July 2015 | R Mukundan
A new equation begins to bloom
Beyond B2B and B2C, product content and marketing strategies are being tailored to fit the human-to-human engagement, says R Mukundan
In the fast-changing marketplace of our age, the lines between market segments are increasingly getting blurred. The B2B (business to business) and B2C (business to consumer) customers of today share some common ground: both are informed and sophisticated, with a strong set of expectations from the enterprises with which they do business. These customers paint their impression of a brand on the basis of the experience that the brand provides in relation to their expectations. That and the promise of the brand. An experience that exceeds the customer’s expectations is the critical factor in securing customer satisfaction.
B2C companies have realised — in no small measure due to the instantaneous nature of modern media and the buzz around e-commerce businesses — that increasing customer satisfaction through good analytics and insights drives measurable revenue increases. Meanwhile, a single B2B relationship is often worth millions of dollars, and B2B companies can garner extraordinary value by optimising customer experiences. This is, contrary to popular view, much like it happens in the B2C space.
At Tata Chemicals we have developed a strong customer-centric culture across the organisation. We have done this by continuously concentrating on developing an understanding of the distinct needs of our customers. It is a culture that enables us to accomplish our customer promise in line with our mission statement and our long-term strategy.
While the lines might be blurring, there still remain distinctions that separate B2B and B2C buyers, who are in two dissimilar places emotionally. Therefore, while the marketing tactics adopted to cater to any given segment of buyers may be merging, the ‘content’ at the heart of these tactics is significantly different.

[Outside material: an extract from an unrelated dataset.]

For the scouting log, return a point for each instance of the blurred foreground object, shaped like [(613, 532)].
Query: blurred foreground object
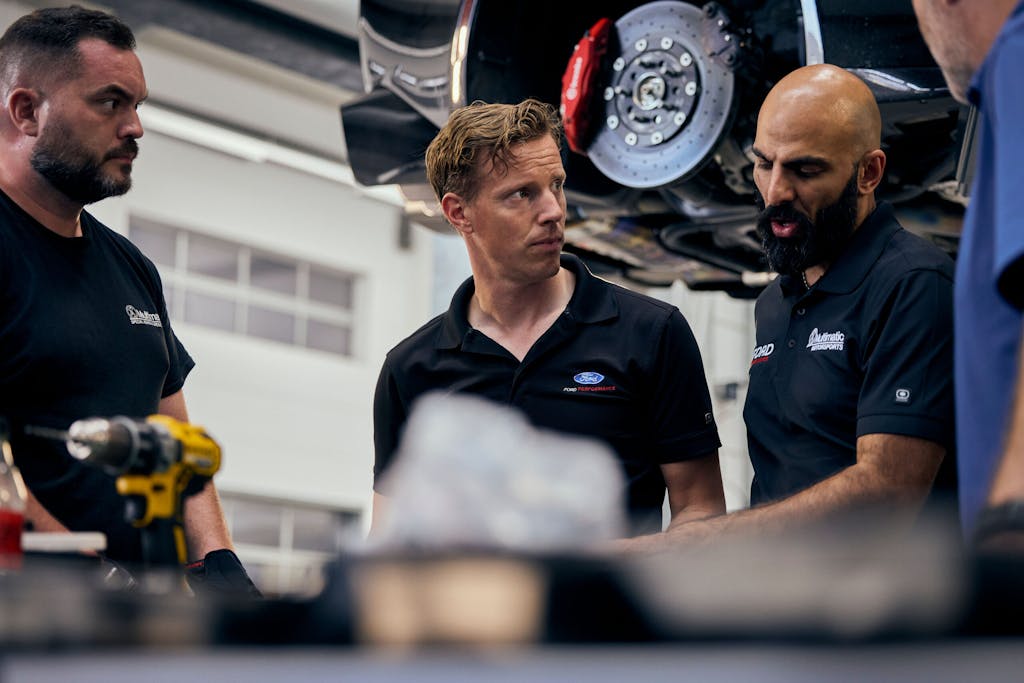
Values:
[(472, 474), (12, 501)]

B2B buyers work hard to streamline the buying process so as to save time and money. A B2B purchase is based on, it can be assumed, sound reasoning and lower personal risk, while a B2C purchase is driven by emotion and the value-for-money proposition. Selling a product to a B2B client involves highlighting the logic and features of the product or service, and understanding the organisational need of the buyer to save time, money and resources. In sharp contrast, a B2C purchase means focusing on the benefits of the product.
The bottom line is that purchases in both the B2B and B2C segments boil down to the buyers’ emotional perspective about the product. What one needs to remember, however, is that businesses are run by humans and, therefore, communications should not be complicated. And a new trend is coming to the fore, paving a fine path between B2B and B2C: the H2H, or human to human, engagement.
This is a dynamic where buyers are seen as human beings with particular needs. Product content and marketing strategies will necessarily have to be designed to cater to such needs.